One limitation of this study and others currently in the literature is a critical lack of an index of cerebral blood flow. Given our finding of well-oxygenated arterial blood during the period of OLV, one mechanism our observations suggest is that cerebral desaturation results from an altered supply/demand ratio. This would mean that cerebral blood flow is decreased more that the metabolic demand, which is depressed with general anesthesia. An intraoperative measure of cerebral flow or its surrogate, cerebral blood flow velocity, by Doppler ultrasonography is necessary to provide further insight. Also of importance, especially if reflex mechanisms are involved, is a quiescent period without surgical intervention for careful study of the transition from two-lung to OLV. Only then, with the caveats of a stable depth of anesthesia and stable end-tidal oxygen and carbon dioxide tensions, can the mechanisms and hemodynamic responses responsible for cerebral desaturation be delineated. As stated above, an agreed upon baseline to allow comparison and contrast between studies is also necessary. The choice of a baseline is critically important because the magnitude of the various integrated changes varies dramatically depending on the choice. It may well be that a full study of the mechanisms involved may require an animal model for rigid control of the experimental paradigm.

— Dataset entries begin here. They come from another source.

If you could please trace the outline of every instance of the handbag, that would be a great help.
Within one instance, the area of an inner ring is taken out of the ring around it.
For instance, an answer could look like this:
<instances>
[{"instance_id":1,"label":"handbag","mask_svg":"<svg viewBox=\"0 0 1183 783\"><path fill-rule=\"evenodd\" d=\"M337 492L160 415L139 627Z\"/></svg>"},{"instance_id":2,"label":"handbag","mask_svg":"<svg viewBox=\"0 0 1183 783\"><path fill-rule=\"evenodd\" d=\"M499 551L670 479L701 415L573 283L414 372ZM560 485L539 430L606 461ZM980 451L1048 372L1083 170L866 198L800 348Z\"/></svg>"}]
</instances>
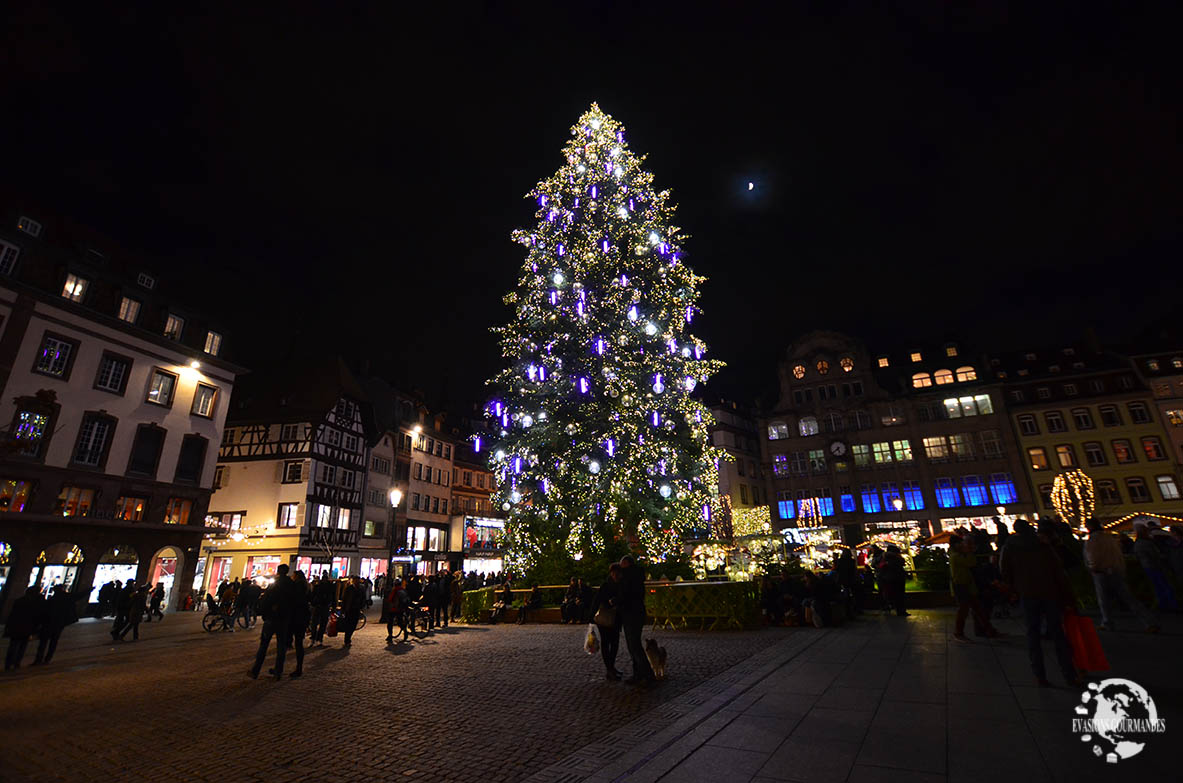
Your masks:
<instances>
[{"instance_id":1,"label":"handbag","mask_svg":"<svg viewBox=\"0 0 1183 783\"><path fill-rule=\"evenodd\" d=\"M596 616L592 618L596 625L603 628L612 628L616 625L616 607L615 606L601 606L596 610Z\"/></svg>"},{"instance_id":2,"label":"handbag","mask_svg":"<svg viewBox=\"0 0 1183 783\"><path fill-rule=\"evenodd\" d=\"M1090 618L1081 617L1072 611L1065 612L1064 635L1072 646L1072 663L1077 669L1086 672L1109 671L1109 659L1105 657L1097 629Z\"/></svg>"},{"instance_id":3,"label":"handbag","mask_svg":"<svg viewBox=\"0 0 1183 783\"><path fill-rule=\"evenodd\" d=\"M583 651L588 655L595 655L600 649L600 639L596 636L596 627L588 624L587 636L583 640Z\"/></svg>"},{"instance_id":4,"label":"handbag","mask_svg":"<svg viewBox=\"0 0 1183 783\"><path fill-rule=\"evenodd\" d=\"M337 635L337 615L335 615L335 614L329 615L329 626L328 626L328 628L325 629L325 633L328 634L329 636L336 636Z\"/></svg>"}]
</instances>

With respect to the desaturations that occur during OLV, other causative explanations are possible. For example, there is the potential of central venous pressure increases during OLV, which could result in increased back pressure for the cerebral venous circulation, a possibility yet to be examined. The cerebral oximeter employs an algorithm that assumes a 70% contribution from the venous blood such that an increased cerebral venous blood volume could potentially account for the desaturation signal seen. Nonetheless, in their study in dogs, Cohen et al. 16 did not find an increase in central venous pressure with OLV. More recent work indicates an inverse correlation between stroke volume variability and right ventricular diastolic volume index.17 We observed a marked decrease in stroke volume variation with the onset of OLV, implying a fuller pulmonary vasculature, perhaps associated with increased venous pressure.

Additionally, there would be merit in studying the incidence of cerebral desaturation with decreases in F i O2, which have been proposed and clinically implemented with the goal of lung protection. Given the lack of correlation between peripheral and cerebral saturation, perhaps increased cerebral desaturation with lower F i O2 would go undetected and put patients at further risk of non-pulmonary complications.

In summary, we confirm that OLV is associated with cerebral oxygen desaturation. We report that the magnitude of cerebral desaturation is correlated with increasing bradycardia. Given the lack of correlation between peripheral oxygen saturation and cerebral oxygen saturation shown in this and other studies, we suggest that it may be prudent to monitor cerebral oxygenation for protection of the brain when anesthetizing patients in cases where lung protection strategies utilizing F i O2 limitation are deemed important.